Buber was a social man, a mentor to many, and a scholar who allowed his personal relationships and dialogues to change the course of his thought. He supported, with enthusiasm, the comradery and brotherly bonding experienced by European Jews in World War I. He believed that the war served as training ground for what he called “close-community,” and that, as the war came to an end, Euro­pean Jews would rediscover the “primordial community” that was the essence of Jewish experience. “Jews now feel responsible for the destiny of their own community. A new Jewry has taken shape.”

In the postwar years, when Buber was chastised sharply by other Jewish thinkers for his idealistic view of the violence of war, his thinking changed in three ways. From 1916 on, Mendes-Flohr notes, Buber consistently opposed war and nationalism, reevaluated the function and meaning of individual experience, and shifted the center of his concept of close-community from an individual’s consciousness to interpersonal relations. These new principles led directly to the writing of I and Thou in 1923.

 Buber was a complex, controversial, and beloved thinker. He was a philosopher, sensitive to the shape of the human spirit. He was a social thinker, engaged with the events of the first half of the twentieth century—especially with the seismic challenges faced by European Jews. He was a religious reformer who reached for the “primordial spiritual sensibility that had given rise to Jewish religiosity” but which then had been suffocated by industrial society and conventional religion.

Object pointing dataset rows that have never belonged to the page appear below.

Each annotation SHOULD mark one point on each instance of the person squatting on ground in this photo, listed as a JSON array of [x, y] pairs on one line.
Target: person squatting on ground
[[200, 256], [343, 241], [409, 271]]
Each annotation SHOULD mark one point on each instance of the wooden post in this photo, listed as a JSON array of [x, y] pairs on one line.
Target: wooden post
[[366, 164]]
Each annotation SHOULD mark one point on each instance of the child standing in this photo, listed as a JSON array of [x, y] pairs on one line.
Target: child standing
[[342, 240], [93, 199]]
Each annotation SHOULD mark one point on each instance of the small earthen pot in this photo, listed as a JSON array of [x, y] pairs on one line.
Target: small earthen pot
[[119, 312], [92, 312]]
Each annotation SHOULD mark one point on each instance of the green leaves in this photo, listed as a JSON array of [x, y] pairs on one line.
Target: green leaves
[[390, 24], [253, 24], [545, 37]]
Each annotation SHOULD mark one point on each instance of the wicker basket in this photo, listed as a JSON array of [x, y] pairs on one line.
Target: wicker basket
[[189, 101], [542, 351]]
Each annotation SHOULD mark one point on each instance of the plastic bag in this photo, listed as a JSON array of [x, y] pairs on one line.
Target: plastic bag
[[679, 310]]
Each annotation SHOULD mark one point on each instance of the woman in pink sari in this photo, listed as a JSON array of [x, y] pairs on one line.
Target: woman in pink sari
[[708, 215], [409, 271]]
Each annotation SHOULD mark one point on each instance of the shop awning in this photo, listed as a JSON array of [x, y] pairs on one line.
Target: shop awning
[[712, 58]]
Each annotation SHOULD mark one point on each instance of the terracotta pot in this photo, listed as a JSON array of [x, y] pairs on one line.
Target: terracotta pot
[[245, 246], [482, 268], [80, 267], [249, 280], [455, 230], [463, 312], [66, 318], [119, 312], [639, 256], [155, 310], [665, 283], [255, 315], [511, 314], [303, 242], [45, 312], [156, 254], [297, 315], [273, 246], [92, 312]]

Within his imagined primordial Jewish community, Buber identified the figure of Jesus as a representative Jew and his own “great brother.” Fruitful dialogue with leading Protestant theologians followed. Buber believed there was a stark contrast between the Jewishness of Jesus and the theological designs of the apostle Paul. In Two Types of Faith he distinguished the biblical, this-worldly, creation-based faith of Jesus from the otherworldly, gnostic-washed faith of Paul. Buber believed that Paul’s theological ideas discredited the Hebrew Bible, thereby adding fuel to fires of anti-Semitism. Even beyond this concern, Buber thought that Paul’s letters eroded the foundation of Western culture by relying on the Greek notion of wisdom rather than on the biblical concept of creation.

At home in Jerusalem, on his eightieth birthday, Buber received a note from an admirer who imagined a flood of well-wishers streaming to the philosopher’s home, “a vast procession of young people—Jews, Christians, Muslims, Bud­dhists, heathens. Everyone has a letter addressed to Martin Buber in his hand, on which is written in large letters: ‘Thanks, Health, Love, Peace, Humanity.’”

Jeffrey Johnson

Jeffrey Johnson is pastor at Peace Lutheran Church in Wayland, Massachusetts, and editor of Stars Shall Bend Their Voices: Poets’ Favorite Hymns and Spiritual Songs, published by Orison Books.